I really and truly and trying to get back into blogging regularly. As I mentioned in my last post, I'll be posting my lists of books read in 2007 at the beginning of the new year, in the meantime I thought I'd share a bit of what I have been reading lately.
A Good Yarn by Debbie Macomber
My mom picked up this book from the take-a-book-leave-a-book shelf at a hotel she stayed out while on vacation in Hawaii. It is the sequel to A Shop on Blossom Street, a book I read and enjoyed before I started knitting. These books are really feel-good reads; things always seem to turn out OK in the end. And, sometimes that's exactly the kind of book you need to read. I have to say that I liked this book even more than the first and I am sure it is because I am a knitter now. The narrative focuses on four women who are all involved in a beginner sock knitting class (I started my first sock only 2 days ago - it's going really well, though I think it'll end up pretty baggy). I found Courtney, the teenager, particularly sympathetic and how she was able to deal with her weight problem inspired me to be better about exercising myself.

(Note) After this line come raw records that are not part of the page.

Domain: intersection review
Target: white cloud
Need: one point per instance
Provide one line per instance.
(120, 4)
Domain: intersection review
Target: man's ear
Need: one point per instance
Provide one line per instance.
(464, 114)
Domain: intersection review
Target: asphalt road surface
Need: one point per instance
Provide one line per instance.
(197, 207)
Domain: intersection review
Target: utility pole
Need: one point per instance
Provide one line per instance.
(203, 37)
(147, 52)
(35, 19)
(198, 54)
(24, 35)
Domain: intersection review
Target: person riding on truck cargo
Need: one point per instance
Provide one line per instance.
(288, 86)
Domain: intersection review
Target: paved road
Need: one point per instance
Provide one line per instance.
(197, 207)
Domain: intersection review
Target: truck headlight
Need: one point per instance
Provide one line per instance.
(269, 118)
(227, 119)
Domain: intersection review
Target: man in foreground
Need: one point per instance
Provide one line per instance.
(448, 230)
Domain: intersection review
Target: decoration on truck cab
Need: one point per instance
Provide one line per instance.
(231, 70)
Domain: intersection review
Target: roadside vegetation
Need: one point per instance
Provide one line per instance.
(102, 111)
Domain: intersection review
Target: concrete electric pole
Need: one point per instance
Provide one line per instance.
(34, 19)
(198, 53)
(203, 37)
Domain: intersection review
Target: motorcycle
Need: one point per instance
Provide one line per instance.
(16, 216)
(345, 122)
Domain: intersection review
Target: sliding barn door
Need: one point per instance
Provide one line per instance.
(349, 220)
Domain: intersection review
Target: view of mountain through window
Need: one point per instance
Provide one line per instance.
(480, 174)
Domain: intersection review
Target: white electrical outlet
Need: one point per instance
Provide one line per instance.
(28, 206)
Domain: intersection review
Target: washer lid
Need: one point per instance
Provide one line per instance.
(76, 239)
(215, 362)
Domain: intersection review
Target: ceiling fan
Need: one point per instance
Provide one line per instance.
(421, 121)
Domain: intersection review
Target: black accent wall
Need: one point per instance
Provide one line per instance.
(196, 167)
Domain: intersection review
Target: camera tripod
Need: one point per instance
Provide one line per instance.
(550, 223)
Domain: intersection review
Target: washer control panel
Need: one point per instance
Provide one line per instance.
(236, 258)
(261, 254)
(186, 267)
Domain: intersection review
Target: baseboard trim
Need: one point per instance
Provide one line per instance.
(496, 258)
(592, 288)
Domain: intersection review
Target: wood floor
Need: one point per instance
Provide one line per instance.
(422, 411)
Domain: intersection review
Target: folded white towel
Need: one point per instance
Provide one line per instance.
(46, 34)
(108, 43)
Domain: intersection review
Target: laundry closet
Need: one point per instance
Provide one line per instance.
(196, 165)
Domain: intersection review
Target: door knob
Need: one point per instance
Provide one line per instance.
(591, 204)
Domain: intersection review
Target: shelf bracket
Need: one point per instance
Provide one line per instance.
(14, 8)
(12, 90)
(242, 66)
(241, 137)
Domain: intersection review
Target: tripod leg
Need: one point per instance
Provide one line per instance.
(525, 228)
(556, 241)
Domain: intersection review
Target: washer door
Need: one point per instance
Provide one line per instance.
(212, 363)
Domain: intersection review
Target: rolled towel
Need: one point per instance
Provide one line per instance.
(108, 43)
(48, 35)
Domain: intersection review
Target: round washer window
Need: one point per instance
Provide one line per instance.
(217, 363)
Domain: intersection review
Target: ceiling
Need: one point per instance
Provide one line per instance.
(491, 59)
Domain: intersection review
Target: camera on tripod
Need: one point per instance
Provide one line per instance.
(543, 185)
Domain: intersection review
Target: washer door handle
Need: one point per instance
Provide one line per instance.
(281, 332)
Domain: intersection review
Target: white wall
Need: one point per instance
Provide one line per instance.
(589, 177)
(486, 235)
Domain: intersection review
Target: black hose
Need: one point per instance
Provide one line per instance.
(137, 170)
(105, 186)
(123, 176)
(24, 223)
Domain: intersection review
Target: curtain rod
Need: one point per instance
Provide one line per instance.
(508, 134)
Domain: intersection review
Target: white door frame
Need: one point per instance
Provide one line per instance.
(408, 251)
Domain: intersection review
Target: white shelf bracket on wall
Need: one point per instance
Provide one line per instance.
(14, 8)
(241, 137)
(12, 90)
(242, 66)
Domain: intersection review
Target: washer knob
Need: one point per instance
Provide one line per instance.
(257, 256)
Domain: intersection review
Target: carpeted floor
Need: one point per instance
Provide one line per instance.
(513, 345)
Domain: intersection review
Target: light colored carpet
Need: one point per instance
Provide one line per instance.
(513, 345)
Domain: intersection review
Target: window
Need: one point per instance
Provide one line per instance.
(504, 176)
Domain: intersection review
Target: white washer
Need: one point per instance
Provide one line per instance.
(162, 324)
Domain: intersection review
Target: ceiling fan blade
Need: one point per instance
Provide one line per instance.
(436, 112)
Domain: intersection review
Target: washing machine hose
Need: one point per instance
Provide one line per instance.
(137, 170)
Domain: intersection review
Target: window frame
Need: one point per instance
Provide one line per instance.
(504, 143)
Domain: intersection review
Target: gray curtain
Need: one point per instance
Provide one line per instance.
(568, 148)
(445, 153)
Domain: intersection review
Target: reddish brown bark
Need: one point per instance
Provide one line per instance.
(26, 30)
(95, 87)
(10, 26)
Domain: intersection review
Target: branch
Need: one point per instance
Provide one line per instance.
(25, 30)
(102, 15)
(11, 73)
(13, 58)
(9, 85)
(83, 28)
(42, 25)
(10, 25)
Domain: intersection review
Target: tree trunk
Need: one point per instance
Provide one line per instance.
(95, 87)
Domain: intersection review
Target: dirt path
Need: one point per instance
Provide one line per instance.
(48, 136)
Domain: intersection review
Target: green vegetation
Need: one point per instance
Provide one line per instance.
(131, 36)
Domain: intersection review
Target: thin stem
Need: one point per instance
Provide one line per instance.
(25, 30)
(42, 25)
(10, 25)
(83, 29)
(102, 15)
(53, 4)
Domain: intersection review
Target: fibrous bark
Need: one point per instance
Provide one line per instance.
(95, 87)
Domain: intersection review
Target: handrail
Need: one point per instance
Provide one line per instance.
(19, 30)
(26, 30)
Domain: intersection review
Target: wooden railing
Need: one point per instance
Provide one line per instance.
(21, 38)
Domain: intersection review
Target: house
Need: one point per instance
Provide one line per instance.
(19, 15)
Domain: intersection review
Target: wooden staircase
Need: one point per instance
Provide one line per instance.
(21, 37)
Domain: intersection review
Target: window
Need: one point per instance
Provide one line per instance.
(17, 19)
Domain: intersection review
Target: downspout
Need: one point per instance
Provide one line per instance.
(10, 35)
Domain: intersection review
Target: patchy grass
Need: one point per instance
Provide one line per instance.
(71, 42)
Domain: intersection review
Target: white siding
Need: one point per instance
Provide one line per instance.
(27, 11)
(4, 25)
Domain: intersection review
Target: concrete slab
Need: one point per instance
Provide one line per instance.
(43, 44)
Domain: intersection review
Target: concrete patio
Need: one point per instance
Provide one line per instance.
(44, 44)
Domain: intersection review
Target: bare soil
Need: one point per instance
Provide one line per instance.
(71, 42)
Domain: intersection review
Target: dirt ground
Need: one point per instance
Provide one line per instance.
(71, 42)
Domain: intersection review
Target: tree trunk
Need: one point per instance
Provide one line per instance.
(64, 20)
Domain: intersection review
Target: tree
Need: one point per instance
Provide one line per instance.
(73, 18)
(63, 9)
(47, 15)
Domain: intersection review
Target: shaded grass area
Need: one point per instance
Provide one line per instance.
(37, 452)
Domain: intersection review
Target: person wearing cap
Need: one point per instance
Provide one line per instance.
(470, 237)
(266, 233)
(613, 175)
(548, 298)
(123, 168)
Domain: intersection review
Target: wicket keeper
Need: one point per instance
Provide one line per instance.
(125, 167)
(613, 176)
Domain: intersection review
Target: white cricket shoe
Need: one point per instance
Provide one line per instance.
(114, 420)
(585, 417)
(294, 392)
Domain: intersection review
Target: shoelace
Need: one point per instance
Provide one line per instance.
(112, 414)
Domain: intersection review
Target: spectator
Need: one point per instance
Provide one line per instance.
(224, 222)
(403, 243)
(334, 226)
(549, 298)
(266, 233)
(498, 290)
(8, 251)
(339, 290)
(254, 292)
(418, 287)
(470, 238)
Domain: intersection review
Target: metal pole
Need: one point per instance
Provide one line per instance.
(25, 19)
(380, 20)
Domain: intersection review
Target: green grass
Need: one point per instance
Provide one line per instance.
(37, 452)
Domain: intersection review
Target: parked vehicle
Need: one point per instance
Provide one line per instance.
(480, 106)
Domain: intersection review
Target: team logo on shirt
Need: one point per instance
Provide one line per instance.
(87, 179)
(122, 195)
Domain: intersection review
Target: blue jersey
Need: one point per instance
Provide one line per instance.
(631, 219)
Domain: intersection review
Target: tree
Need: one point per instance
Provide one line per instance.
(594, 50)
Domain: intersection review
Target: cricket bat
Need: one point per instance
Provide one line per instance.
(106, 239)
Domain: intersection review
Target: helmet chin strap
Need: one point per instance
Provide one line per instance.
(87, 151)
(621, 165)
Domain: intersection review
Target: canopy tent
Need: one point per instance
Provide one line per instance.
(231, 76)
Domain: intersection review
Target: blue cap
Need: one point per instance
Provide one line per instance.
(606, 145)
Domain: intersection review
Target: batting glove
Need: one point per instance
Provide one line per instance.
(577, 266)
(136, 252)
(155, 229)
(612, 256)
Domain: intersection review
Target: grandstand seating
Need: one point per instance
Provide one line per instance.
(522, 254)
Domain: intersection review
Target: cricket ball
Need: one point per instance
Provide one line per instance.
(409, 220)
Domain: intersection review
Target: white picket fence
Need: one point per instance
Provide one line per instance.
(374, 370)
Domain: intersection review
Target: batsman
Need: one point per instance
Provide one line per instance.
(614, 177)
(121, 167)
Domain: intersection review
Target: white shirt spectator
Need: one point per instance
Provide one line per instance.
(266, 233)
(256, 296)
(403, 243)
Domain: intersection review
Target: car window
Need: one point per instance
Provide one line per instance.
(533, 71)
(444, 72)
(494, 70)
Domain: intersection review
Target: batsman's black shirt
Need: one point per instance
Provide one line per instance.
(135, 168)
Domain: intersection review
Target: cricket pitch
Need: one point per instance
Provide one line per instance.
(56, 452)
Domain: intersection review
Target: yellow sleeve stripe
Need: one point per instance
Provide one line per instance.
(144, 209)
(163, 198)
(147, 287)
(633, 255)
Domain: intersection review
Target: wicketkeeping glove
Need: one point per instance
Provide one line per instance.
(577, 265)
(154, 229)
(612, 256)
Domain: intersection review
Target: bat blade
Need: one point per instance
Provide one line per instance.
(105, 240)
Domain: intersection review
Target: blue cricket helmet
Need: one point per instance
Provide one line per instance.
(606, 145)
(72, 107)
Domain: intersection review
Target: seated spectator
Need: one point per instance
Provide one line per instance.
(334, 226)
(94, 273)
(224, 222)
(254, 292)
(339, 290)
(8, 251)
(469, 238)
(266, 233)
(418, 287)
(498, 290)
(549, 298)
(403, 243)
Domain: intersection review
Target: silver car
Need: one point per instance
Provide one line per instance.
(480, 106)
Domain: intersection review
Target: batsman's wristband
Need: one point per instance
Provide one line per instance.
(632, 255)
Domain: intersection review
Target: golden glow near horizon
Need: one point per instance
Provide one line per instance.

How I Fell in Love with a Librarian and Lived to Tell about It by Rhett Ellis
Russell and I happened across this book and were intrigued by the title. Russell read it quite a while ago and was not impressed, but he made me hold on to it to read for myself anyway. I picked it up at one point and gave up pretty quickly, but my second attempt was successful. I didn't really care for the book though. I think the author was trying a little too hard to be quirky and I really disliked the ending: the main characters live happily-ever-after, but there is no real resolution to the issue that was keeping them apart.
Maisie Dobbs mysteries by Jacqueline Winspear
I read and reviewed the 4th book in the series, Messenger of Truth (see review), last year and am finally catching up on the earlier episodes in the series in preparation for book 5. This month I've read Maisie Dobbs and Birds of a Feather, and I'm currently reading Pardonable Lies. I really like Maisie as a character (even though her rise from servitude seems a bit implausible) and her adventures in psychological crime-solving. Winspear does a good job of incorporating period detail and through the novels I've learned a good deal about WWI and post-war Britain.
The Silent Raga by Ameen Merchant
I picked up this debut novel last summer at BookExpo Canada. It tells the story of two sisters and the event that splits their family in two. I liked how Merchant juggles the past and present and keeps the reader guessing about exactly how certain things came to pass until close to the end. I also appreciated how he incorporated aspects of South Indian music into the narrative especially since it is such a big part of Janaki's life and character. Overall, I really enjoyed this book, but I will say that the proper Brahmin family disapproving of the marriage of the older sister hit a bit too close to home for me.
Zorro by Isabel Allende
I listened to the unabridged audio version, read by Blair Brown (audio books are great for knitting). I love Allende's writing and young Zorro's story was compelling, though listening to the audio it did seem at times like the book was going on endlessly.